Microsoft Japan says 4-day work week boosted productivity 40 per cent

Summer program also cut company's electricity, paper costs
By Sophie Jackman
|hrreporter.com|Last Updated: 11/05/2019
productivity
After spending August experimenting with a four-day work week, Microsoft Japan said sales per employee rose 40 per cent. Google Street View

(Bloomberg) — After spending August experimenting with a four-day work week in a country notorious for overwork, Microsoft Japan said sales per employee rose 40 per cent compared with the same month last year.

The “Work-Life Choice Challenge Summer 2019” saw full-time employees take off five consecutive Fridays in August with pay, as well as shortening meetings to a maximum of 30 minutes and encouraging online chats over face-to-face ones. Among workers responding to a survey about the program, 92 per cent said they were pleased with the four-day week, the software maker’s Japan affiliate said in a report on its website on Oct. 31.
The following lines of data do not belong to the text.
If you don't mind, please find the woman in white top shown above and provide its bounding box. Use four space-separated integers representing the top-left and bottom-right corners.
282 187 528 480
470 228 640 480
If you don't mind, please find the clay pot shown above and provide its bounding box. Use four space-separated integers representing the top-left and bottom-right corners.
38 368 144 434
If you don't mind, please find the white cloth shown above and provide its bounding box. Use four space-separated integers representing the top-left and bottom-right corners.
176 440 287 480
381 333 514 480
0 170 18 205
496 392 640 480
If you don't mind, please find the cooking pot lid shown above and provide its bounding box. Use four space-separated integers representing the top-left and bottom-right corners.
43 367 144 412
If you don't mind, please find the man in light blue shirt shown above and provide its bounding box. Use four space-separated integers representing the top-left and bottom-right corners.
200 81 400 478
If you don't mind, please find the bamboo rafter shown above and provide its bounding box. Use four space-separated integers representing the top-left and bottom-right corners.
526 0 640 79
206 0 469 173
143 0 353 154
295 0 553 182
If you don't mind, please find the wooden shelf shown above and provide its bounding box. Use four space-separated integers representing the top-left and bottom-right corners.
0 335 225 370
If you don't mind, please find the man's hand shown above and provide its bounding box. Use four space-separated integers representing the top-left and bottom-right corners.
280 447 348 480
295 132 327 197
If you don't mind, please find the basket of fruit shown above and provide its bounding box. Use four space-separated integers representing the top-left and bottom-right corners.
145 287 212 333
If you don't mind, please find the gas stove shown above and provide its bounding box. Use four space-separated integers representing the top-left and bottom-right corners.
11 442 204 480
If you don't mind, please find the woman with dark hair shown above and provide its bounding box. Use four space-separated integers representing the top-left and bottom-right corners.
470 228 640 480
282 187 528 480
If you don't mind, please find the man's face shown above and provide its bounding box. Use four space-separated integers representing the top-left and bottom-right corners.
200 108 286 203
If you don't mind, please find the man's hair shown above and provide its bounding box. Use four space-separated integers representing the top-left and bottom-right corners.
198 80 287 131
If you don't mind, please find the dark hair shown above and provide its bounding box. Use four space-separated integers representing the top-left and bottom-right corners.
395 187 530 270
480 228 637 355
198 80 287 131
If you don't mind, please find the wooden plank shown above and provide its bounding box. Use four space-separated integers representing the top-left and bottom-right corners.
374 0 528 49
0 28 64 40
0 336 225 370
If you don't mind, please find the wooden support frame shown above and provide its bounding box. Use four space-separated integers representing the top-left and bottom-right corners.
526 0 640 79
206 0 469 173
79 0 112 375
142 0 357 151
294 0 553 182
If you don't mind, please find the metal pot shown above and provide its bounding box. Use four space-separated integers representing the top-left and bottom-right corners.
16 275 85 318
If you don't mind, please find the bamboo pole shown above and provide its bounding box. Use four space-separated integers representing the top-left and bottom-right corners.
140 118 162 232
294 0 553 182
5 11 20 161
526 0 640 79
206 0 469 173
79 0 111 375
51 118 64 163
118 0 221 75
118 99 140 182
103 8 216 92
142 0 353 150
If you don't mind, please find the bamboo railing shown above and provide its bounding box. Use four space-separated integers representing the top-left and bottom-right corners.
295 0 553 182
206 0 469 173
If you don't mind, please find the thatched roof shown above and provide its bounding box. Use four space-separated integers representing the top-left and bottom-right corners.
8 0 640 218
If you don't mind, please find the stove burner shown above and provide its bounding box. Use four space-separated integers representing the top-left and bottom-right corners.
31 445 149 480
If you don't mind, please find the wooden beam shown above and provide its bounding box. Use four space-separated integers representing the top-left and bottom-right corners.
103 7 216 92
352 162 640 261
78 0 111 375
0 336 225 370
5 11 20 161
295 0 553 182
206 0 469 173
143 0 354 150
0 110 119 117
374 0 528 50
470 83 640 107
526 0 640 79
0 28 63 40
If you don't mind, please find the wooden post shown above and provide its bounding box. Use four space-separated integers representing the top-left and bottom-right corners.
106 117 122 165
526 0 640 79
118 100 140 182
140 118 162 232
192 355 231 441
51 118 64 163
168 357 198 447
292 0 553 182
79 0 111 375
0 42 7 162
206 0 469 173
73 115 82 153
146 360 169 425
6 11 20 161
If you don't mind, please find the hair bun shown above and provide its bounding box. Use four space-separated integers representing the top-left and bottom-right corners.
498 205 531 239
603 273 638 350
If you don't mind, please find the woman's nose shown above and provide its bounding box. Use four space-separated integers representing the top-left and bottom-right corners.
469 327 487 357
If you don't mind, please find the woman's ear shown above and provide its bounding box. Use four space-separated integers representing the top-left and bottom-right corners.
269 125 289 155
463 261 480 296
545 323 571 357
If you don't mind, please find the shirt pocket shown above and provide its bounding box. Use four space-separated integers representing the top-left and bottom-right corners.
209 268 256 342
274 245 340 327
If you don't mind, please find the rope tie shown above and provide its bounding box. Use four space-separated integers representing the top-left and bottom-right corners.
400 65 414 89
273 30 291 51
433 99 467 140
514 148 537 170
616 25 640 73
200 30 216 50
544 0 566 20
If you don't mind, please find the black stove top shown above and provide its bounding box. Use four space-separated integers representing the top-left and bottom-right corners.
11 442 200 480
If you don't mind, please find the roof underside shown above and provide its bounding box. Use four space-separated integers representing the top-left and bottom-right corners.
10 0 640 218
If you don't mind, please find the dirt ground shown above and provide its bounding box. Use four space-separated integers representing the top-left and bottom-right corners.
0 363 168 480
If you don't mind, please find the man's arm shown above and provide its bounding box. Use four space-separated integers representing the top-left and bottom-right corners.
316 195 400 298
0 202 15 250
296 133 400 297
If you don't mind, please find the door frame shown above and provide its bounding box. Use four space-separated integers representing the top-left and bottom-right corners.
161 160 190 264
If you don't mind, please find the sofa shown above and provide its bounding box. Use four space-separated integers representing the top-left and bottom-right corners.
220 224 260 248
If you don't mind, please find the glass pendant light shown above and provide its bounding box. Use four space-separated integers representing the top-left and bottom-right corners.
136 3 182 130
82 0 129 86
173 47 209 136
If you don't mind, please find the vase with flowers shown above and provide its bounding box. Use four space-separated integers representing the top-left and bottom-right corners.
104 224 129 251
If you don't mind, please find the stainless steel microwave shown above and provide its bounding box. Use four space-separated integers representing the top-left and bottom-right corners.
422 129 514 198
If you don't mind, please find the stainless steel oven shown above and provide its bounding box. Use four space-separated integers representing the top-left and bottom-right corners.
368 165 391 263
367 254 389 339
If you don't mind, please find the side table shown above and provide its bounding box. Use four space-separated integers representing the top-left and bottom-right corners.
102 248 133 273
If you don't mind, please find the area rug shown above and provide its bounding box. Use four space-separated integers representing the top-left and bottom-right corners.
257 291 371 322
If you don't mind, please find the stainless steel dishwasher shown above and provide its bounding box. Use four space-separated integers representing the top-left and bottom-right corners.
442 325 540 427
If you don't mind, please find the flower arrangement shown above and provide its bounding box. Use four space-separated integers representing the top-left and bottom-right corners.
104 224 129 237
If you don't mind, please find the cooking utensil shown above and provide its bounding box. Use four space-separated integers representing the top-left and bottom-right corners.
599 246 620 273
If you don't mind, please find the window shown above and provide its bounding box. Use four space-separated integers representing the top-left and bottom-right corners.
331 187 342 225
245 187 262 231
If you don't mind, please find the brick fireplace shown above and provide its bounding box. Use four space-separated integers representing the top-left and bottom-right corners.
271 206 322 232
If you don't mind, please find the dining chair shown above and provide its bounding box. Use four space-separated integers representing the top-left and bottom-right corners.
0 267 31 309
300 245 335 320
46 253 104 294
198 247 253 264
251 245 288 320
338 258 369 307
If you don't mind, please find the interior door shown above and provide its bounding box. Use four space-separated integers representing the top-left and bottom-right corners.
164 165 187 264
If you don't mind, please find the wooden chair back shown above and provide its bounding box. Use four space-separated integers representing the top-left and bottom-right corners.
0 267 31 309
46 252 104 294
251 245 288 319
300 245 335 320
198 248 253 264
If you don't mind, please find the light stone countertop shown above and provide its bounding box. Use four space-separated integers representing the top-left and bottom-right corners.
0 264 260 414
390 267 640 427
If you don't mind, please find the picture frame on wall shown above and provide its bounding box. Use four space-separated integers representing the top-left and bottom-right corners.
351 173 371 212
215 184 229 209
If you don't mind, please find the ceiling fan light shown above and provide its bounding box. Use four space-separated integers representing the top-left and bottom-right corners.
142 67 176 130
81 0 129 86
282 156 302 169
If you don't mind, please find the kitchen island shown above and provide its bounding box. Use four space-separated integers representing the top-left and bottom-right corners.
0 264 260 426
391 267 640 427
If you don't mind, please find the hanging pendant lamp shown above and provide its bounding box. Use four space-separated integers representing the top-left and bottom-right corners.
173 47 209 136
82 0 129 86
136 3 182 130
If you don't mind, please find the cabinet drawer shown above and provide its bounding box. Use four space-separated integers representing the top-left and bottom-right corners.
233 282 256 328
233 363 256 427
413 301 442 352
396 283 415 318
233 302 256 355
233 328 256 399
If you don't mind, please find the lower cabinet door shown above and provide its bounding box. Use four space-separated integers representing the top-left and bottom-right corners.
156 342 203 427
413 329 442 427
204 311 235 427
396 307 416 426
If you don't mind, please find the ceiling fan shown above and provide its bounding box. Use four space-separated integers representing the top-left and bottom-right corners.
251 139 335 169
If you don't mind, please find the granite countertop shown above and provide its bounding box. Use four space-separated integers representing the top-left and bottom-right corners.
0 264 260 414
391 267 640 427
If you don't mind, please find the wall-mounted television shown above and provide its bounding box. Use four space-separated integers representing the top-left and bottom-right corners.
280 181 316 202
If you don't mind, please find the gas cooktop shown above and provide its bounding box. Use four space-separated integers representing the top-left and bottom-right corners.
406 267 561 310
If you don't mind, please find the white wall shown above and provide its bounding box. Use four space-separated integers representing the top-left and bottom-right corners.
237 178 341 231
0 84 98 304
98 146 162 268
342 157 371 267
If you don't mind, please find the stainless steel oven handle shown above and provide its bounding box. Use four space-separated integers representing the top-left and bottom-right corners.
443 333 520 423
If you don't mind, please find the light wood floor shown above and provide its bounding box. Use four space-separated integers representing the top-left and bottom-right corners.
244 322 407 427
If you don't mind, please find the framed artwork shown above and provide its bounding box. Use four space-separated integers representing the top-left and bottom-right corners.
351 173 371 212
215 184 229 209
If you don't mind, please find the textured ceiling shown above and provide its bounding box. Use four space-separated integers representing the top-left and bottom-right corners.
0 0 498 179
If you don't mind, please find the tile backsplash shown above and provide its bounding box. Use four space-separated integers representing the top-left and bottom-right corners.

Japan has been struggling to bring down some of the world’s longest working hours as it confronts a labour shortage and rapidly aging population. Prime Minister Shinzo Abe’s push to make workplaces more flexible and reduce overtime has drawn mixed reviews.

The summer trial also cut costs at Microsoft Japan, with 23 per cent less electricity consumed and 59 per cent fewer pages printed compared with August 2018, according to the report. Some Microsoft Japan managers still didn’t understand the changes in working styles and some employees expressed concern that shorter work weeks would bother clients.

Microsoft Japan plans to hold another work-life challenge in winter. Employees won’t get special paid days off, but will be encouraged to take time off on their own initiative “in a more flexible and smarter way.”